# Woohoo for me!



## hunterisgreat (Jan 30, 2011)

My signature used to look like this:

Hunter, no titles
Beschützer des Jägers v. Sportwaffen, HOT, BH
Katya v. Hügelblick, HOT, BH
SG Aska v. Ketscher Wald, 2 x SchH3, Kkl 1

Now it looks like this (got my helper cert Sunday):


----------



## fuzzybunny (Apr 29, 2011)

That's awesome! Congrats to you and Hunter.


----------



## wolfstraum (May 2, 2003)

Congrats!

Got a new dog too Huh?

Lee


----------



## hunterisgreat (Jan 30, 2011)

wolfstraum said:


> Congrats!
> 
> Got a new dog too Huh?
> 
> Lee


That was so last weekend lol


----------



## Castlemaid (Jun 29, 2006)

Congrats!!! And all this time I thought Hunter was one of your dogs!


----------



## hunterisgreat (Jan 30, 2011)

Castlemaid said:


> Congrats!!! And all this time I thought Hunter was one of your dogs!
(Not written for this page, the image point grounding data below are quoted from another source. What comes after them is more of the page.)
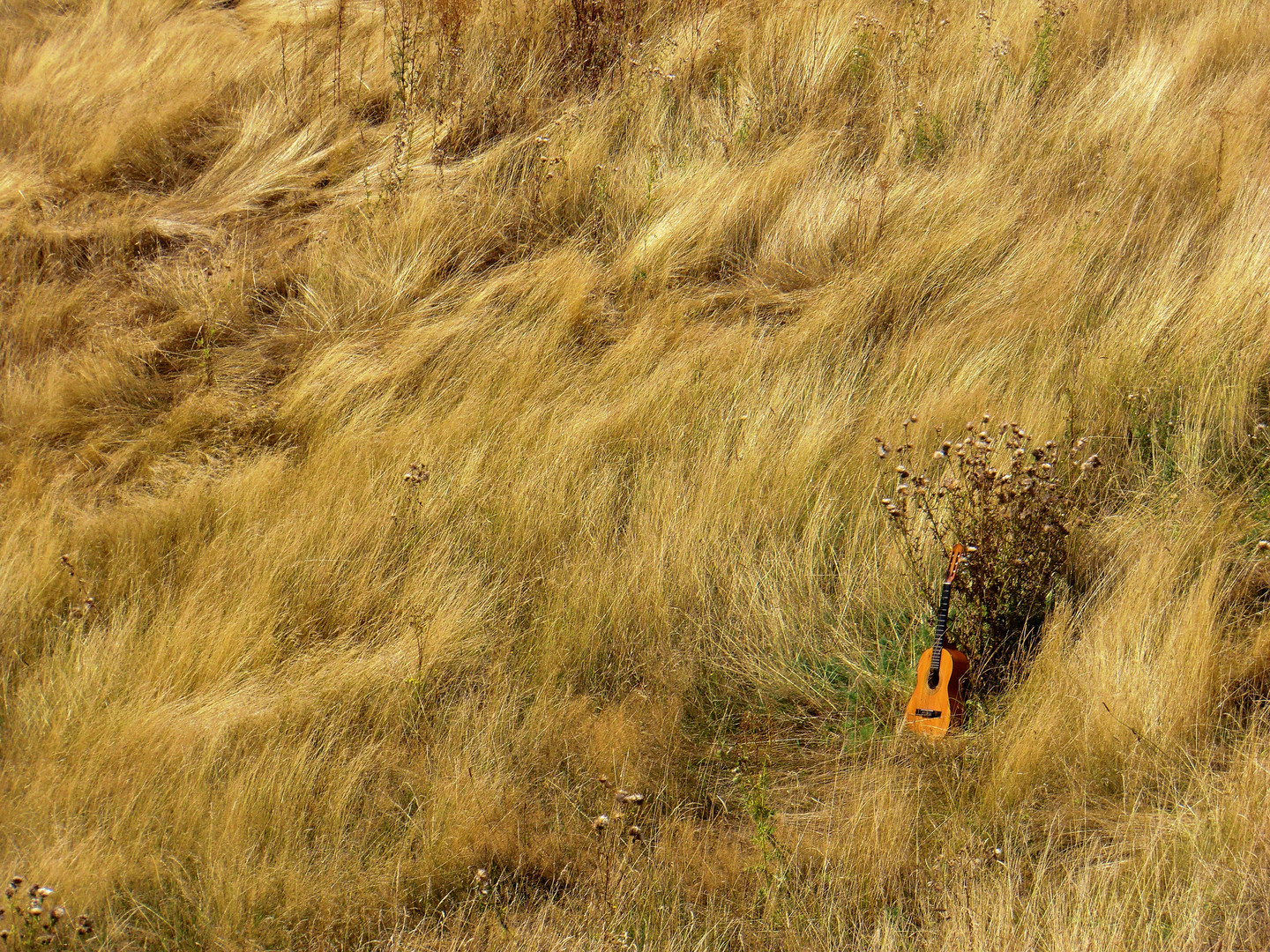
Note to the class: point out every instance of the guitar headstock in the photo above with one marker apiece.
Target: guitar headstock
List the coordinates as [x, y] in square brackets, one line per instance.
[954, 560]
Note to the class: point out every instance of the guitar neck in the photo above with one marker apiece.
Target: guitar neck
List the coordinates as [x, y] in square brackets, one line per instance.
[941, 623]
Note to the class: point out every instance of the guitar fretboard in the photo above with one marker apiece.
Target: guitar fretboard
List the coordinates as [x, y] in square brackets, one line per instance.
[941, 622]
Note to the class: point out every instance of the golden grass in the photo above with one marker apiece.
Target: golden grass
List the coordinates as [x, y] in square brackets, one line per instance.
[639, 333]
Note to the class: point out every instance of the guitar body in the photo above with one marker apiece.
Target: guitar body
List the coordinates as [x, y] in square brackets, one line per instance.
[934, 711]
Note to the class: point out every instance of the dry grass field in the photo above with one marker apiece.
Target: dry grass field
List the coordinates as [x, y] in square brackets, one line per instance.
[625, 290]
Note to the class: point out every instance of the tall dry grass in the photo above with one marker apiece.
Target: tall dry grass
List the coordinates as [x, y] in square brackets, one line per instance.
[626, 288]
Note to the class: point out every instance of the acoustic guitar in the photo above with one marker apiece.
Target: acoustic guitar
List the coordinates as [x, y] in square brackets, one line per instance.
[935, 707]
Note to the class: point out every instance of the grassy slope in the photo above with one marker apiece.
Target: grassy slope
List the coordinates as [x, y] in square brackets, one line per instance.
[242, 299]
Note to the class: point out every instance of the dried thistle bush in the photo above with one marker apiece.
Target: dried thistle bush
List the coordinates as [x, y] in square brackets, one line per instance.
[1012, 505]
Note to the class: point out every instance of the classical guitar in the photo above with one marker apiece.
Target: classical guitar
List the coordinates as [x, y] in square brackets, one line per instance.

He is. Jäger is German for hunter . Ironically people constantly mix up our names at the club. It used to link to my facebook but I was running low on characters so had to unlink. Gotta list the whole pack including me lol


----------



## hunterisgreat (Jan 30, 2011)

Was really thinking I wasn't gonna be ready, pulled my knee a week ago so I was icing it whenever we stopped moving, and wrapping and bracing it when I had to move. The courage test was very unpleasant on my knee. Setback the healing process a good week or so on that


----------



## JakodaCD OA (May 14, 2000)

congrats to you and hunter! hope your knee feels better, but I bet the pain was worth it))


----------



## elisabeth_00117 (May 17, 2009)

Congrats!

That is VERY exciting!


----------